At one point, an officer approached her. While attempting to speak with Momberg, she yelled, “I don’t care. I do not like a single black in Joburg.”
Momberg then made comments about the difference between black South Africans in Johannesburg and Durban, claiming that the former group is “opinionated, they’re arrogant, and they’re just plain-and-simple useless.”
She went on to tell the officer, “I am happy for a white person to assist me, or a colored person, or an Indian person. I do not want a black person to assist me.”
The exchange continued for several minutes — and the clip broadcast on South African news station Eyewitness News appears to have been edited for time — and reached a peak when Momberg threatened to run black people over with her car and shoot them.
“If I see a kaffir, I will drive him over,” she said. “I have a gun — I will shoot everybody.”
During her trial last year, state prosecutor Baba Yusuf told the court that Momberg, a real estate agent, had been charged with a similar crime in Durban in 2006. Though the case had been dismissed, in that incident she said at a police station that she only wanted to be assisted by white, colored, or Indian people, but not by black people, a comment that was nearly identical to the one she made in the 2016 video.
Momberg’s attorney attempted to use her psychological state — having just been robbed — to explain her behavior, and Momberg said in her testimony last November that she had been “intimidated” by the officers because the person who allegedly robbed her was black. But Pravina Raghoonandan, the magistrate who presided over the case, disagreed with them both in her ruling, stating that Momberg had shown no remorse for her actions.

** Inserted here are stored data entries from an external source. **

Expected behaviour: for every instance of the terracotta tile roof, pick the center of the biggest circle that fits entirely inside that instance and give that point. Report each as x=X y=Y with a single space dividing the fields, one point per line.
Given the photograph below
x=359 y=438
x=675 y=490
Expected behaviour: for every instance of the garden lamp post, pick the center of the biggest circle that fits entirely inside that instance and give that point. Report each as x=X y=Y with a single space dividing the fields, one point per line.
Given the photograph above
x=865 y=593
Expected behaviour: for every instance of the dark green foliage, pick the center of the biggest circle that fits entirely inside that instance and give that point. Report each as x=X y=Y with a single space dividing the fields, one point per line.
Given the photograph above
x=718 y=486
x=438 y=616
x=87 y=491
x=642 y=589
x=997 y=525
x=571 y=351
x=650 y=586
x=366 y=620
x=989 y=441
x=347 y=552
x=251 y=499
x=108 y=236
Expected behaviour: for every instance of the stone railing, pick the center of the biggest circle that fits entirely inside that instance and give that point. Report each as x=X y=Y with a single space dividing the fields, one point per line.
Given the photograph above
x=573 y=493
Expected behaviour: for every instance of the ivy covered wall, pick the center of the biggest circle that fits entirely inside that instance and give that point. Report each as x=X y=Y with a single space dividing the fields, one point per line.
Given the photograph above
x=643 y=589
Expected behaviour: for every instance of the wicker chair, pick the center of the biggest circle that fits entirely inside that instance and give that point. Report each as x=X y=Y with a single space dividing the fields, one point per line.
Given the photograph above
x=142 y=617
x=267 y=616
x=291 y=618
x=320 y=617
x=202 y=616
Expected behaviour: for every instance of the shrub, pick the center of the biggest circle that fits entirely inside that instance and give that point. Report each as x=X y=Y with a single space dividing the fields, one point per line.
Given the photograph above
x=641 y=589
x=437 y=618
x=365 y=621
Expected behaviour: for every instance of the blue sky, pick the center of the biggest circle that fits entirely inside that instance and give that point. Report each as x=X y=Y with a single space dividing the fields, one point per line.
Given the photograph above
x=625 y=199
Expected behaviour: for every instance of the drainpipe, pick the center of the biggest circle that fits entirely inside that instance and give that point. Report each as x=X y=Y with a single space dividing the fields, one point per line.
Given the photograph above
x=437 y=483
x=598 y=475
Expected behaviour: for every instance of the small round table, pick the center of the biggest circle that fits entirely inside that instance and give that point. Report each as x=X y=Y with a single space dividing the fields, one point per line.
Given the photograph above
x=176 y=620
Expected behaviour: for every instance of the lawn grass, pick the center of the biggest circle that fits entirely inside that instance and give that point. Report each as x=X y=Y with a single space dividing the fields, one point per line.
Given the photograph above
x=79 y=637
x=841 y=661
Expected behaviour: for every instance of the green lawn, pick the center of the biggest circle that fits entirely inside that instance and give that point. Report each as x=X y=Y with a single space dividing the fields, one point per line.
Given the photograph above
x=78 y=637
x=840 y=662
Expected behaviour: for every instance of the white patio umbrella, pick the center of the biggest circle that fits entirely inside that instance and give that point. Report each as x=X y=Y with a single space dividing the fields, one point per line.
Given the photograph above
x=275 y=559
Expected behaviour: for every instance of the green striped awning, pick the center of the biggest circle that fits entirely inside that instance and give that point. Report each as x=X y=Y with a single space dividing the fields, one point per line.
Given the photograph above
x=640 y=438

South Africans on Twitter largely supported the sentencing, with many celebrating it as a step in the right direction to combat the deep-rooted racism in the country.
South African Minister of Arts and Culture Nathi Mthethwa tweeted out that the sentence will "serve as a deterrent" to others.
Some questioned whether court decisions were enough to effect change, while others suggested other forms of punishment.
Momberg was denied bail shortly after her sentencing. Her three-year sentence will have one year suspended from it on the condition that she not commit the crime again.